If you specify a startline, the syntax highlighter will number each line in your code. The linestep attribute specifies the increment from one line to the next.

Setting the strip attribute on the verbatim or code elements to yes will result in whitespace being stripped from the beginning and end of your listing. You can override the background color of the selected coloring scheme with the bgcolor attribute.

Per default, ecromedos converts all tabulators inside a verbatim or code element to 4 spaces. You can override the number of spaces using the tabspaces attribute.

5.6. Mathematical Formulas

Mathematics are entered in TeX notation. Explaining TeX is beyond the scope of this document. For more information, please refer to appropriate literature, such as [LSHORT].

5.6.1. Inline Math

In order to set mathematical expressions inline, i.e. in the running paragraph, use the m element, as shown in this example:

<p>
    Einstein's law of equivalence of mass and energy is expressed
    as <m>e = mc^2</m>.
</p>

5.6.2. Formulas as Block Elements

Formulas can also be set as block elements.
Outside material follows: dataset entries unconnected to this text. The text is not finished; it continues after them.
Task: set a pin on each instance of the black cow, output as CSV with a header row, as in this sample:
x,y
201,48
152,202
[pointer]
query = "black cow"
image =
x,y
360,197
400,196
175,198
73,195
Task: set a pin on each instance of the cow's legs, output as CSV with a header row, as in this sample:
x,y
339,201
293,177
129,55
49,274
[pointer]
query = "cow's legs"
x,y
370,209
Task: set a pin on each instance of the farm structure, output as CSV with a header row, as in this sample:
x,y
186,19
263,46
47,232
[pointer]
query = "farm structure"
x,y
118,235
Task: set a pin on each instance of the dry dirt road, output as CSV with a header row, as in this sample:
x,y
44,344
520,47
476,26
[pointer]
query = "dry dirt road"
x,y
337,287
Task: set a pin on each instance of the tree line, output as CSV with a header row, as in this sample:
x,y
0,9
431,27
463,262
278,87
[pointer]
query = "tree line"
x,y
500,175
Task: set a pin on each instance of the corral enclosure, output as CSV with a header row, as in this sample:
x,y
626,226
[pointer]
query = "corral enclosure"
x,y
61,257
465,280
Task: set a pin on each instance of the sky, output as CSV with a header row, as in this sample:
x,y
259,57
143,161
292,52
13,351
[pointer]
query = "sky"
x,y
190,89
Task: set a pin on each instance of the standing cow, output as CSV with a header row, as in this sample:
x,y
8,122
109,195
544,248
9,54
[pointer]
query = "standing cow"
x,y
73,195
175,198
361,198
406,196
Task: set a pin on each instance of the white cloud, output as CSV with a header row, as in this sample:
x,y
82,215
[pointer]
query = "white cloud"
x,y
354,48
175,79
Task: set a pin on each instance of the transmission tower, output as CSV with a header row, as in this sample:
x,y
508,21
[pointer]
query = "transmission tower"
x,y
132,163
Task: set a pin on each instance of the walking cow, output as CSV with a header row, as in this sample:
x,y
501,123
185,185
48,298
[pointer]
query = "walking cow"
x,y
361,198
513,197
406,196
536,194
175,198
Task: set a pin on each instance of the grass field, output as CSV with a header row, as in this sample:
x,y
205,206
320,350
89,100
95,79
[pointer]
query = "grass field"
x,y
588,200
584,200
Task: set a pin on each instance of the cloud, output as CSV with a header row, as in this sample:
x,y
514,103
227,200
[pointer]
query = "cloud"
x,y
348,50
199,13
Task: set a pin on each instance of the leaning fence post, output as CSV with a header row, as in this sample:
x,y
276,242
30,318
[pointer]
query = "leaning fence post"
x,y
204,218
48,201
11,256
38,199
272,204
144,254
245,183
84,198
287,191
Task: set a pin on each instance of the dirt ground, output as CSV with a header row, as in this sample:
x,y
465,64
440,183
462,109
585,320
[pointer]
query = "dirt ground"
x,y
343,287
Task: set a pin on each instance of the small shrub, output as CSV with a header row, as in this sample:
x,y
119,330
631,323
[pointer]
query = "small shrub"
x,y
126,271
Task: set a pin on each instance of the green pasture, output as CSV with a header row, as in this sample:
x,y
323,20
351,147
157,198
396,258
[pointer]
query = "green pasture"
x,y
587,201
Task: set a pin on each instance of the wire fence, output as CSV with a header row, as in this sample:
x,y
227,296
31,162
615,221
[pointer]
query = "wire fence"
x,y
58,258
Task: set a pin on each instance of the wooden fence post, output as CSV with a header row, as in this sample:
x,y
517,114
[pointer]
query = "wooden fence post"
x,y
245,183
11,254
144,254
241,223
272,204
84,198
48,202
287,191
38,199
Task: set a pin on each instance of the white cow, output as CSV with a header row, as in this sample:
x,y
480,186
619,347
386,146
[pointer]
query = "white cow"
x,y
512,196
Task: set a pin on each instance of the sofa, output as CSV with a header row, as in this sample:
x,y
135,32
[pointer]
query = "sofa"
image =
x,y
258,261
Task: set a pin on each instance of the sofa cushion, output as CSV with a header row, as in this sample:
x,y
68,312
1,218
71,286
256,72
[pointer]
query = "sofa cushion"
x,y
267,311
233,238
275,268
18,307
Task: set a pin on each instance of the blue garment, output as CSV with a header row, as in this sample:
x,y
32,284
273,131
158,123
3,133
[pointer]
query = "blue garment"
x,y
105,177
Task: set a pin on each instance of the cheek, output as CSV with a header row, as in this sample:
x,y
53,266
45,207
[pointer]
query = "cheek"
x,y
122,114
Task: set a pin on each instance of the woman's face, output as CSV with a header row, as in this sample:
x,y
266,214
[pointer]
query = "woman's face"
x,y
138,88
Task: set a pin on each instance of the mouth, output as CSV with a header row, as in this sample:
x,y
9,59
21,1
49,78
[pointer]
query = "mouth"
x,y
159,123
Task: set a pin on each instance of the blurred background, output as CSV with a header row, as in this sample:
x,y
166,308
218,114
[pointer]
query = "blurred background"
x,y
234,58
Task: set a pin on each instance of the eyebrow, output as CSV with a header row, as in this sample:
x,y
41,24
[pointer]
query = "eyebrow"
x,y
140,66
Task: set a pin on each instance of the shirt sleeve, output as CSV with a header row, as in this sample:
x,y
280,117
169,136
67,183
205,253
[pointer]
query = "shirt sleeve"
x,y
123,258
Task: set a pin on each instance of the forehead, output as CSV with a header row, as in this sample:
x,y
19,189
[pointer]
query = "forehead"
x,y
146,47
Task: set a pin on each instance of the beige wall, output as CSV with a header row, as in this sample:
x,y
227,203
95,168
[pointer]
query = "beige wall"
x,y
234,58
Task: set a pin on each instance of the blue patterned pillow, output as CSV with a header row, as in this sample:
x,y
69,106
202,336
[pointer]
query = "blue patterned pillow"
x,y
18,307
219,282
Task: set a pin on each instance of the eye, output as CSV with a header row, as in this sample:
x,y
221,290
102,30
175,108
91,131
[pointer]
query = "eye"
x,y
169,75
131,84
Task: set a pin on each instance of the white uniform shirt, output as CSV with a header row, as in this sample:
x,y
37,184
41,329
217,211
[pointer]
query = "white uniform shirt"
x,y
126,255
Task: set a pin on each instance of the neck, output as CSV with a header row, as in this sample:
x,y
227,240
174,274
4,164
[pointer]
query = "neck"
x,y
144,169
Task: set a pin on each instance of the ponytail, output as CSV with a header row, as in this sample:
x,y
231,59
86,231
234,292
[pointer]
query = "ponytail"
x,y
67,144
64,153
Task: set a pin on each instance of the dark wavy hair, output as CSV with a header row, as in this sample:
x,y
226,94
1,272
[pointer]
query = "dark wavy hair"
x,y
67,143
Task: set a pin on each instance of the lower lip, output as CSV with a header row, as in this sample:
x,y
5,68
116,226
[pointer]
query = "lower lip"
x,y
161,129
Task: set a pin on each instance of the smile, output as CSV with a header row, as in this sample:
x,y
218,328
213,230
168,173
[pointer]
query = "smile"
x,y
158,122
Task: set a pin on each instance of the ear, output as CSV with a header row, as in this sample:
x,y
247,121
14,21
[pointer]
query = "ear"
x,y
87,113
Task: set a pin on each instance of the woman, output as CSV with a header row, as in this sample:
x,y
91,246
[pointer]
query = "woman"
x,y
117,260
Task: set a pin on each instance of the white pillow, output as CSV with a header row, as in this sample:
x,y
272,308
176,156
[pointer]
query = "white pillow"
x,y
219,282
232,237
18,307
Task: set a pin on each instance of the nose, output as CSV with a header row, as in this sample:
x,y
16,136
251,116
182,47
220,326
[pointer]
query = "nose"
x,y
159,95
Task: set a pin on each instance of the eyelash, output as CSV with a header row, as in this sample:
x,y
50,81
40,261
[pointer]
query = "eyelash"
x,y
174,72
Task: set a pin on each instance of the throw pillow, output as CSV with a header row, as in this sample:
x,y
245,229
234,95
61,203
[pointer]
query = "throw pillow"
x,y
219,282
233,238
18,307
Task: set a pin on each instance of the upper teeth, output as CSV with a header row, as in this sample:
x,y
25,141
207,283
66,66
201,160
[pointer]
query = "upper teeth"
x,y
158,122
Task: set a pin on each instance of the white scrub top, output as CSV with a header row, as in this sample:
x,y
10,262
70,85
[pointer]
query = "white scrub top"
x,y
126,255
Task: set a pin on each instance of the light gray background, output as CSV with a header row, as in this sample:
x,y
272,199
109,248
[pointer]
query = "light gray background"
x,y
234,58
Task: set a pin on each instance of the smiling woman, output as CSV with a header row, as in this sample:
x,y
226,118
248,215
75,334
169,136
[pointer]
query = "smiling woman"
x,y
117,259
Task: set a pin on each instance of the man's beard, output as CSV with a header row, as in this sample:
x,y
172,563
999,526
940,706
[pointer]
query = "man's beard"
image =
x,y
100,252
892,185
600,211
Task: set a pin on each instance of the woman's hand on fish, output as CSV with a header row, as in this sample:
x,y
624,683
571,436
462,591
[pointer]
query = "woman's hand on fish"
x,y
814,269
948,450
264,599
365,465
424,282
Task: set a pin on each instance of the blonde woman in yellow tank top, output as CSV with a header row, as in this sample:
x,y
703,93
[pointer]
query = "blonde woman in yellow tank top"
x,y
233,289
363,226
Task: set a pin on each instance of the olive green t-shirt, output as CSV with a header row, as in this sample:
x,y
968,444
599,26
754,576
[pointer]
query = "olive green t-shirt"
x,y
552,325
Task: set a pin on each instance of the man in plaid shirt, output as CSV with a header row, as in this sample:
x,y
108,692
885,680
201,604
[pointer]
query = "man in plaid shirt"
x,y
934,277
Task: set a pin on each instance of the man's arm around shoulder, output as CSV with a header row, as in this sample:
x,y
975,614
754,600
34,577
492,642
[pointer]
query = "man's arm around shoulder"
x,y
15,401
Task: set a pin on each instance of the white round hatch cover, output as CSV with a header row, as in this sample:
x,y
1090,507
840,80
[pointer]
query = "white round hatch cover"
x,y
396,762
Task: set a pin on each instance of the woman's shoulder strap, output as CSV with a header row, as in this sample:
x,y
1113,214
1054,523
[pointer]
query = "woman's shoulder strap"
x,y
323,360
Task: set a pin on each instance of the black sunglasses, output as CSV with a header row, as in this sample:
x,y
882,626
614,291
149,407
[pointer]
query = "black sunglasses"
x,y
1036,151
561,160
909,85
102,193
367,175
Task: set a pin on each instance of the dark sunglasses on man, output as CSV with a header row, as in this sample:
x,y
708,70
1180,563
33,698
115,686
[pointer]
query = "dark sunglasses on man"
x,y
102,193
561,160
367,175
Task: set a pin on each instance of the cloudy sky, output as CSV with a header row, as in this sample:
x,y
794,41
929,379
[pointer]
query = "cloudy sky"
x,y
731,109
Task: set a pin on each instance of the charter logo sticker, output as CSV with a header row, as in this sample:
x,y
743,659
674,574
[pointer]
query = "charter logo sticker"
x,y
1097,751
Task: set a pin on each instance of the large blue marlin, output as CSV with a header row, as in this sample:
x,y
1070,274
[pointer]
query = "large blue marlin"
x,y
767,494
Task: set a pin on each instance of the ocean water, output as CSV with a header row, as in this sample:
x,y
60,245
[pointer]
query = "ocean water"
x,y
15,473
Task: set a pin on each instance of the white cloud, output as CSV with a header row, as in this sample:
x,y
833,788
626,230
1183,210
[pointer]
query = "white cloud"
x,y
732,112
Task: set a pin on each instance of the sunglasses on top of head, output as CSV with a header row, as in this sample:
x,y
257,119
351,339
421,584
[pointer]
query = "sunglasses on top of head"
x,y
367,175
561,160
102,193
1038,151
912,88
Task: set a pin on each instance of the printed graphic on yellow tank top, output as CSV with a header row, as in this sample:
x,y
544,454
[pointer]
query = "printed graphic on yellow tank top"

Simply enclose the m element in an equation element. To have your equation numbered, set the number attribute to yes. The following listing shows how to set the equation from the previous example as a block element:

<equation number="yes">
    <m>e = mc^2</m>
</equation>

Support for setting math is not extremely sophisticated. Future versions of ecromedos may provide better control over the alignment and grouping of formulas.